雪の色
『不思議だな。今、とても穏やかな気分なんだ』
男の頭を自分の膝に抱え上げて、私は最期の言葉を聞く。
「苦しいか…?」
私の問いに、男は微かに首を振る。
『いや…君は一流だな。よくツボを心得ている』
「暢気なこと言ってる場合か。お前…死ぬんだぞ?」
私に撃たれて。
『何…君に殺されるなら、それもいいなと思っただけさ』
男は弱々しく微笑む。その表情に、僅かに胸が苦しくなった。
「お前は…私が何者か知ってたのか?」
『まぁね…すぐには気付かなかったが、違和感はあったな』
そいつが軽く咳をする。頭に添える手に、無意識に力がこもる。
「じゃあ何故。わかった時点で私を殺さなかった?お前なら、できたはずだろう」
『さぁ、それはどうかな』
飄々と。こんな状況に陥ってもなお、そんな言葉がぴったりと当てはまる。
「馬鹿…」
毒づかずにはいられなかった。そいつは、何も言わずに笑うだけだった。
温かい赤色は。
とめどなく地面に伝い、座り込んだ私の膝を浸し、そいつのシャツを染めて、流れだして行く。
もう、押さえようとしたところで止まりはしない。止めたところで既に手遅れだと、わかっていた。
「馬鹿…」
自分に向かって、呟いた。
そいつが、長い息をつく。先刻まで浅く、早かった呼吸が、次第に深く、速度を落としていく。

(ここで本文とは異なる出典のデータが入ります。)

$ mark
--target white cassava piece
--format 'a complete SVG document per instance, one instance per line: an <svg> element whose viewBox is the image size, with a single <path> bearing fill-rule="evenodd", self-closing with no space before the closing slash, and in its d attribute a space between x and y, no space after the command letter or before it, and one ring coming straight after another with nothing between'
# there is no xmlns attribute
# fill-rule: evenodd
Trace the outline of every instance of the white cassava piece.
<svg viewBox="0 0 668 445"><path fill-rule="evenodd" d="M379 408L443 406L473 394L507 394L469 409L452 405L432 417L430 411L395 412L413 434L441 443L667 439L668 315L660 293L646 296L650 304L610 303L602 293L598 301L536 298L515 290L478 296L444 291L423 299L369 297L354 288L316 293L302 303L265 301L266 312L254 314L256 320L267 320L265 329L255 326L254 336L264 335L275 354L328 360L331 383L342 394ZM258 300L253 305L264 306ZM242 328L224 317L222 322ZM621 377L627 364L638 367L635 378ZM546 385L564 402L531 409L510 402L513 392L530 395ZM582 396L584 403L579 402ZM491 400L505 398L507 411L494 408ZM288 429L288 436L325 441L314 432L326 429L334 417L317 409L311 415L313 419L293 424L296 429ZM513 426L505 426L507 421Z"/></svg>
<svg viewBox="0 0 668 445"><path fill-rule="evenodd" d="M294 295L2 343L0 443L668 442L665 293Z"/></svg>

『君の組織の奴らのことだ。もうじきやってきて、僕の後始末をするんだろう』
他人事のように、そんなことを言う。それから、そいつは私の目を覗き込む。
『君は早く戻れ。いつまでもこんなことをしていたら、変な疑いをかけられるぞ』
「うるさい。お前に言われるまでもないことだ」
そうは言ってみたものの、この体勢を解く気にはなれなかった。声が震えた。
体の奥で、妙な気持ちが沸き上がってきた。
『僕も馬鹿だが、君もつくづく馬鹿な奴だな』
もう、力があまり入らないのだろう。笑おうとしているのは、何となくわかる程度で。
「私は…」
私は?
そいつの真っ直ぐな眼差しを受けて、妙な気持ちが、あらがうことなく形を成していく。
「お前を…愛していたんだ…」
嘘ではない。
今までは、それが偽りの感情だと、自分を欺いて生きてきたが。
『…嬉しいよ』
しばらくの空白の後、彼の目が、優しく微笑む。
舞い始めた雪が、体温に触れて消えていく。
『僕もだ…』
目を閉じて、1つ、大きく息を吐く。
「……っ」
彼は馬鹿で、どうしようもない馬鹿者で。
そして私は、それ以上の大馬鹿者だった。
「今からでも、遅くはないか?…貴方に、ついて行けるか…?」
もう応えない彼に問い掛ける。すでに、答えは決まっているけれど。
一筋頬を伝ったものは、溶けた雪などではなく。
傍らに落ちた銃を拾い上げる。そっとその銃身をなでて、両手で包み込む。
私の得物。
もう少しだけ、手伝ってほしい。
同僚は驚いていた。
それと同時に、恐怖の感情に飲み込まれていくのを私は感じていた。
狙ったものは撃ち損じない。
それが私。
1人。また1人。
真っ赤な、綺麗な噴水を起こして。
私はぼんやりとそれを見ていた。
背後から1人、こちらに走ってくる。
振り返りながら右手を伸べる。
相手が息を飲む気配を感じた。
ピシャッ
乾いた音をたてて、銃が泣いた。
次の瞬間、右足を熱いものが貫く。バランスが崩れると同時に、激痛が脳に一気に押し寄せる。
…それでも訓練してきた身か、この下手くそ。
今度は、左腕の感覚を持っていかれる。
…どこ狙ってんだ馬鹿。
コンクリートの地面に崩れ落ちる。彼の横たわる、そのすぐ近くに。
深く吐いた息が、うっすら白く、空に昇って行くのが見えた。
バラバラと周囲に集まる足音。
何故?
そんなことを言っているように聞こえる。